Following "The Dying Detective" (1921), the film is the second in the Stoll Pictures' short film series The Adventures of Sherlock Holmes.

== Plot summary ==
While on vacation, Sherlock Holmes and Doctor Watson walk by the sea. Hoping to ask for directions back to their inn, they call upon a house but discover three dead people seated at a table and with no signs of violence. Initially, the victims' brother Tregennis is suspected, but when he is killed in a similar way, then the explorer Dr. Sterndale becomes a suspect.

Sterndale shows Holmes and Watson a note where Tregennis confesses to the murder of his siblings to acquire their property. The last third of the film is Sterndale's story told to the pair through a series of Flashbacks. Sterndale tells them that Tregennis had shown a great interest in Sterndale's exotic poisons and that Sterndale was in love with the sister and killed Tregennis in an act of revenge. The flashback shows Sterndale forcing Tregennis to write a confession at gunpoint. Holmes questions Sterndale for taking justice into his own hands, but when the police arrive, he tells them that Tregennis had committed suicide.

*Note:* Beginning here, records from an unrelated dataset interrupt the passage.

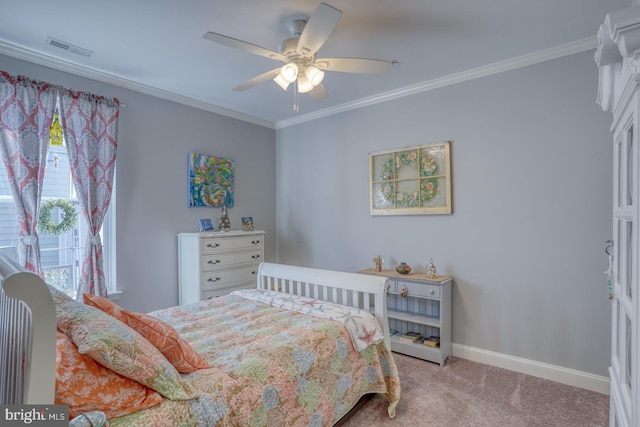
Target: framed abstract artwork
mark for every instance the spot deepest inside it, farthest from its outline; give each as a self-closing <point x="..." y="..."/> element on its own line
<point x="411" y="180"/>
<point x="210" y="181"/>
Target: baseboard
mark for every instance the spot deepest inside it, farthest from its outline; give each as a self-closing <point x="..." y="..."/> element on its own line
<point x="566" y="376"/>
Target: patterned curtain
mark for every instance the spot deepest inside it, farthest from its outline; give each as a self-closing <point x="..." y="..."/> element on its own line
<point x="26" y="112"/>
<point x="90" y="124"/>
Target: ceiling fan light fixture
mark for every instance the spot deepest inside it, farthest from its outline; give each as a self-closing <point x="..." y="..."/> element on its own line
<point x="289" y="72"/>
<point x="281" y="82"/>
<point x="314" y="75"/>
<point x="304" y="85"/>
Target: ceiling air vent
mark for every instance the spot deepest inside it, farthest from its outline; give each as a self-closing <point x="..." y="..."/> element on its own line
<point x="68" y="47"/>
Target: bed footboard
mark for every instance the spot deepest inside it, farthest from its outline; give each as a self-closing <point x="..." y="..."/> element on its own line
<point x="366" y="292"/>
<point x="27" y="337"/>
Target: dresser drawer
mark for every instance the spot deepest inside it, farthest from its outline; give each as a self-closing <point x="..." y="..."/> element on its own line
<point x="215" y="279"/>
<point x="222" y="260"/>
<point x="419" y="289"/>
<point x="216" y="245"/>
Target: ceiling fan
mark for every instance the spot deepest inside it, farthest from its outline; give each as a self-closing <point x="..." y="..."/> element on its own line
<point x="301" y="66"/>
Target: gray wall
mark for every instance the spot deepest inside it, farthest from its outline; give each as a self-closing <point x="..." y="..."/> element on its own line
<point x="531" y="161"/>
<point x="154" y="140"/>
<point x="532" y="179"/>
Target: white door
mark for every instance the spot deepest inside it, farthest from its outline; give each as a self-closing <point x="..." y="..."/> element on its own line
<point x="624" y="355"/>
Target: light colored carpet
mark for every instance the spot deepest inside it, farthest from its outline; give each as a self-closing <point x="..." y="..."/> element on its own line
<point x="470" y="394"/>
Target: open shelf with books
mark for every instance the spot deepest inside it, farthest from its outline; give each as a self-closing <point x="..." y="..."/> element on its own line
<point x="422" y="306"/>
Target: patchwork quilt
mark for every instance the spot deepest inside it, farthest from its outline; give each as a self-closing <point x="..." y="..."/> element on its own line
<point x="274" y="363"/>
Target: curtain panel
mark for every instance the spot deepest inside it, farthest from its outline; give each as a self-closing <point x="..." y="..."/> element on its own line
<point x="26" y="112"/>
<point x="90" y="126"/>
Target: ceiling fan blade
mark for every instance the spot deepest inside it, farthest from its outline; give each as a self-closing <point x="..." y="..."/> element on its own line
<point x="354" y="65"/>
<point x="264" y="77"/>
<point x="247" y="47"/>
<point x="318" y="92"/>
<point x="318" y="29"/>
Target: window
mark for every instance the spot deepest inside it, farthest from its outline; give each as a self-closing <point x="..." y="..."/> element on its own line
<point x="61" y="254"/>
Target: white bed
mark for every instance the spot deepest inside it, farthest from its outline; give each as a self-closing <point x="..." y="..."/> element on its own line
<point x="28" y="371"/>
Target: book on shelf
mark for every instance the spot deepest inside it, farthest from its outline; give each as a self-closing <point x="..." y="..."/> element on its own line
<point x="431" y="341"/>
<point x="410" y="336"/>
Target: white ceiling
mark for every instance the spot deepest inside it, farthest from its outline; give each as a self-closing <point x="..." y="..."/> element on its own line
<point x="157" y="46"/>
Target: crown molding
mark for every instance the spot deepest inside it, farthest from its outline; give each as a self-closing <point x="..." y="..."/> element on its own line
<point x="474" y="73"/>
<point x="39" y="58"/>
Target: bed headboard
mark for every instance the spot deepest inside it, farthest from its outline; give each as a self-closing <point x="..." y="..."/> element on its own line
<point x="27" y="337"/>
<point x="363" y="291"/>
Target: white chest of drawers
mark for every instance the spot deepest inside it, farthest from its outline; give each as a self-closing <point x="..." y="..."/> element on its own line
<point x="217" y="263"/>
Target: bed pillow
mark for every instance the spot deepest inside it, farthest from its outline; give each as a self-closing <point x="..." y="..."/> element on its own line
<point x="58" y="295"/>
<point x="159" y="333"/>
<point x="121" y="349"/>
<point x="85" y="385"/>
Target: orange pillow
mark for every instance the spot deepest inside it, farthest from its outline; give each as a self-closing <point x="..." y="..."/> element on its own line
<point x="159" y="333"/>
<point x="85" y="385"/>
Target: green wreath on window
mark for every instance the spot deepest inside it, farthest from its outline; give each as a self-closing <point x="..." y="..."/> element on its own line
<point x="46" y="225"/>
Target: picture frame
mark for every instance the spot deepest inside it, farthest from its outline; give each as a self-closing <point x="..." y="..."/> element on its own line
<point x="247" y="223"/>
<point x="206" y="224"/>
<point x="211" y="181"/>
<point x="412" y="180"/>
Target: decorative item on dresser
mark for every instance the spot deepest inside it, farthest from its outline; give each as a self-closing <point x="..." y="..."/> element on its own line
<point x="214" y="264"/>
<point x="419" y="304"/>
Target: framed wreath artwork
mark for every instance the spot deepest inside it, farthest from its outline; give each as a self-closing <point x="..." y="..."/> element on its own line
<point x="210" y="181"/>
<point x="411" y="180"/>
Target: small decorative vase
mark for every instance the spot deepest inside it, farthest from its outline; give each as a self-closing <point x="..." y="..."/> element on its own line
<point x="224" y="224"/>
<point x="403" y="268"/>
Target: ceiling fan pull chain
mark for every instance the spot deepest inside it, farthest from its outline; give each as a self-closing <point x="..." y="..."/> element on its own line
<point x="296" y="107"/>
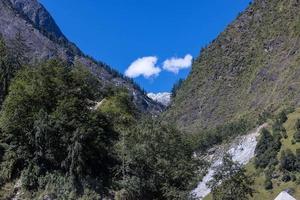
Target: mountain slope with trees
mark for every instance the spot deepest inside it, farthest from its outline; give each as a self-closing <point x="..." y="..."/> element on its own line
<point x="253" y="66"/>
<point x="44" y="39"/>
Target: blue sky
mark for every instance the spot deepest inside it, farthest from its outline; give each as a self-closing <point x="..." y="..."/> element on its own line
<point x="118" y="32"/>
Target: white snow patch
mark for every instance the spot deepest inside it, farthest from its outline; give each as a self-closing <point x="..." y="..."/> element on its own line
<point x="242" y="151"/>
<point x="161" y="97"/>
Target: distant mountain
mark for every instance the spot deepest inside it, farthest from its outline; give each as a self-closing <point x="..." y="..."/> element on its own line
<point x="161" y="97"/>
<point x="45" y="40"/>
<point x="254" y="65"/>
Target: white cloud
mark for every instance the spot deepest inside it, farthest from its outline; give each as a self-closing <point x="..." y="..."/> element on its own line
<point x="175" y="64"/>
<point x="143" y="67"/>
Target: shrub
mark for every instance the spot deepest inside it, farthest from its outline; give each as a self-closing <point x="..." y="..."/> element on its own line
<point x="268" y="184"/>
<point x="286" y="177"/>
<point x="287" y="160"/>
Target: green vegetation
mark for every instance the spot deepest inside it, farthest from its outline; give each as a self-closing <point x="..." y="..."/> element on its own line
<point x="249" y="68"/>
<point x="267" y="149"/>
<point x="158" y="163"/>
<point x="176" y="87"/>
<point x="284" y="174"/>
<point x="63" y="135"/>
<point x="48" y="127"/>
<point x="236" y="184"/>
<point x="208" y="138"/>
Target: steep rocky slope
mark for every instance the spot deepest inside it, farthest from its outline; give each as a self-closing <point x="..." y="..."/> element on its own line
<point x="45" y="40"/>
<point x="254" y="65"/>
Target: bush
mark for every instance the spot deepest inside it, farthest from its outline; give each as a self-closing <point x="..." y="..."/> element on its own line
<point x="293" y="177"/>
<point x="48" y="124"/>
<point x="266" y="150"/>
<point x="286" y="177"/>
<point x="287" y="160"/>
<point x="268" y="184"/>
<point x="297" y="136"/>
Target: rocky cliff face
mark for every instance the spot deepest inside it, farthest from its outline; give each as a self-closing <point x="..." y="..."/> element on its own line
<point x="45" y="40"/>
<point x="254" y="65"/>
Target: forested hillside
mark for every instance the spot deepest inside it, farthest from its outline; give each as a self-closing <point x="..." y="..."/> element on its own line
<point x="253" y="66"/>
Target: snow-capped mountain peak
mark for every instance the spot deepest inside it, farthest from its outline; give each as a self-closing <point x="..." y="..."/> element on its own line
<point x="161" y="97"/>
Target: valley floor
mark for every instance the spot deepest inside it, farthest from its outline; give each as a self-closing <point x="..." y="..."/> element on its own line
<point x="278" y="185"/>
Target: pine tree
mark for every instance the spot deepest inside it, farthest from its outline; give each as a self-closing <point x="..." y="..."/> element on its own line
<point x="235" y="183"/>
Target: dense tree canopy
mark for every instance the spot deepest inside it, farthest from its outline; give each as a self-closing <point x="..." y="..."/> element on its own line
<point x="48" y="124"/>
<point x="230" y="181"/>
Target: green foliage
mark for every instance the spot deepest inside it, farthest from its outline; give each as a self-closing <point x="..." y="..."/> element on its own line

=== Differences from source material ===
The beginning of the film differs from "The Adventure of the Devil's Foot".

== Cast ==
- Eille Norwood as Sherlock Holmes
- Hubert Willis as Dr. John Watson
- Harvey Braban as Mortimer Tregennis
- Hugh Buckler as Dr. Sterndale

== Reception ==
In a review in 2011, Christopher Campbell called the short film a "relatively faithful adaptation", though also appreciated the liberty taken with the source material for the beginning of the film. Campbell commented on the film's use of intertitles, writing that the film is "quite verbal for a silent picture", but that this is not unexpected for a mystery film.